Yusuke was a force of nature you couldn't help but want to stop; not to see him stop, but to see what kind of damage he was capable of inflicting. Demons are like fans at a monster truck rally--all they want to see is the cars getting smashed to little bits and sometimes catching on fire.

Hiei especially liked the fire bit.

"Wonder who the girl was?" voiced a demon.

The group gave a collective shrug. They wanted to kill Yusuke, but they didn't know the story. They also certainly didn't know why.

The shadows inside the alleyway lurched; there was a sound, and a gleam of light.

"Urk!"

"Nargle? You okay?"

The body tried to slump forward. There appeared to be a misplaced sword stuck in his chest. A booted foot roughly thrust the body off the sword.

Blood dripped from cold metal.

"I don't think he's sleeping," Hiei told them.

And two teenagers in trench coats slipped into a bookstore right next to the alley.

---

Fangirls were a lot like humans who were a lot like demons.

"Oh my! I think Shuuichi lost an arm!"

There was blood on the ground, and the discarded arm was still there.

"Do you think maybe we should return it to him?

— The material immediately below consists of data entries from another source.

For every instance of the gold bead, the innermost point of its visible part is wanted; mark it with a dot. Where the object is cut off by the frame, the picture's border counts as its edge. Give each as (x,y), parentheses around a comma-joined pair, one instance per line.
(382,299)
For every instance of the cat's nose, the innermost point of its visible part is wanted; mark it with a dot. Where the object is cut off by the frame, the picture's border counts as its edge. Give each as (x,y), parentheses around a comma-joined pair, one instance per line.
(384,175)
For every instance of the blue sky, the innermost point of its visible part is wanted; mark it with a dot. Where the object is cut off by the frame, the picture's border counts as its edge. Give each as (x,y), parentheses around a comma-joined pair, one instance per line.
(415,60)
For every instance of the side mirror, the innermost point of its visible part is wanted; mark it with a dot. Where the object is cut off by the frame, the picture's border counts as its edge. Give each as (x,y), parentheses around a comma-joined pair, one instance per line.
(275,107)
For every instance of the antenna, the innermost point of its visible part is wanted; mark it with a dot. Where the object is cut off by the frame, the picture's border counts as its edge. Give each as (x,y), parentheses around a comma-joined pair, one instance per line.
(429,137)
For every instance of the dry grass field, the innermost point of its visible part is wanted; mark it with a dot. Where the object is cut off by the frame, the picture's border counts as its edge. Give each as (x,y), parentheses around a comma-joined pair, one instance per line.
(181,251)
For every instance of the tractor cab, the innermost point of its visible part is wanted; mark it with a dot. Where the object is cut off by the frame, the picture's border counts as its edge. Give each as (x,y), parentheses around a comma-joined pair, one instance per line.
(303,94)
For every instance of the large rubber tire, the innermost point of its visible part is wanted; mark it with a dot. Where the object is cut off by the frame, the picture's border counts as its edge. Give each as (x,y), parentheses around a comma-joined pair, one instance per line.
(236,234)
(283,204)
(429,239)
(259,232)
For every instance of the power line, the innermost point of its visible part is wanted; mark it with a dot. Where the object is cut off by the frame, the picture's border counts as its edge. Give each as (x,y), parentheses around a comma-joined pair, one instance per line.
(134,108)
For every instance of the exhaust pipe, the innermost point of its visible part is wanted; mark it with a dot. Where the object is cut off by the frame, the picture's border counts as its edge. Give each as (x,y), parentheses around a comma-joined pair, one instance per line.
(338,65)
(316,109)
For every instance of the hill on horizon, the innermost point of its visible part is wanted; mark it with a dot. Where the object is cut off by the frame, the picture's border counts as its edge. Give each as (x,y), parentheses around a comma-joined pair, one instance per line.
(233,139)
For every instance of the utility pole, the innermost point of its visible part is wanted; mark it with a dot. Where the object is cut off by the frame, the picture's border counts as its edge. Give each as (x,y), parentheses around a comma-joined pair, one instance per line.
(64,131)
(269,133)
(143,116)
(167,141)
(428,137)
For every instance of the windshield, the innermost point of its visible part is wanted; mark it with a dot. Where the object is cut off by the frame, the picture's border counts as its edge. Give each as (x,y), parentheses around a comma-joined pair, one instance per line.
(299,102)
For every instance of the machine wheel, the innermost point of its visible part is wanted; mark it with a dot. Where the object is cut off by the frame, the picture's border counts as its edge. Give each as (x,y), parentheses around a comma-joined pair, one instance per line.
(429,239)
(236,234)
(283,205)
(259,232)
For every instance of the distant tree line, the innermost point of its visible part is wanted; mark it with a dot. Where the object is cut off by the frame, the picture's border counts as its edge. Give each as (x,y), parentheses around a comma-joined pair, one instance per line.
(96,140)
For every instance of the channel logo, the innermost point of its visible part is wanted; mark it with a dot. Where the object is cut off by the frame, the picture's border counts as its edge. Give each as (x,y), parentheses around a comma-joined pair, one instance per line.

Tell him, 'We found your arm and we thought you might need it back'?"

"I don't know. This arm looks awfully red to be Shuuichi's."

"Maybe he got a bad suntan."

"But it's autumn."

"Body paint?"

The Fangirls thought about this for a minute. A long minute.

One girl picked up the arm and inspected it.

"Nah, I don't think so."

Somewhere it is rumored that Fangirls are not human. They have a genetic make-up that included a little more "insanity" and "obsessive-ness" than the average normal human. Or demon if you believed that humans were exactly like demons. In fact, a Fangirl is like personifying obsession and realizing obsession is obsessed with insanity. Fangirls don't have to focus on reality. They don't have to look at blood smears all over the ground and a bleeding, rotting arm and see that. They only have to see it in a situation where their obsession can take a play and replace what they're seeing.

"It's a prop."

"Yeah, a prop."

"What for?"

"He's leaving a trail for us to follow."

"Really?"

"Yeah. Like… hide and go seek. It'll be fun. C'mon."

The Fangirls left the arm where it was and talked excitably amongst themselves, drifting down the sidewalk. One Fangirl turned back and peered at the arm curiously.

"Come on Tsu," called one of the pack. "We're going to leave you behind."

"Right," said Tsu with one last look before returning to the others.

Shuuichi Minamino was their god and he could never lead them to danger.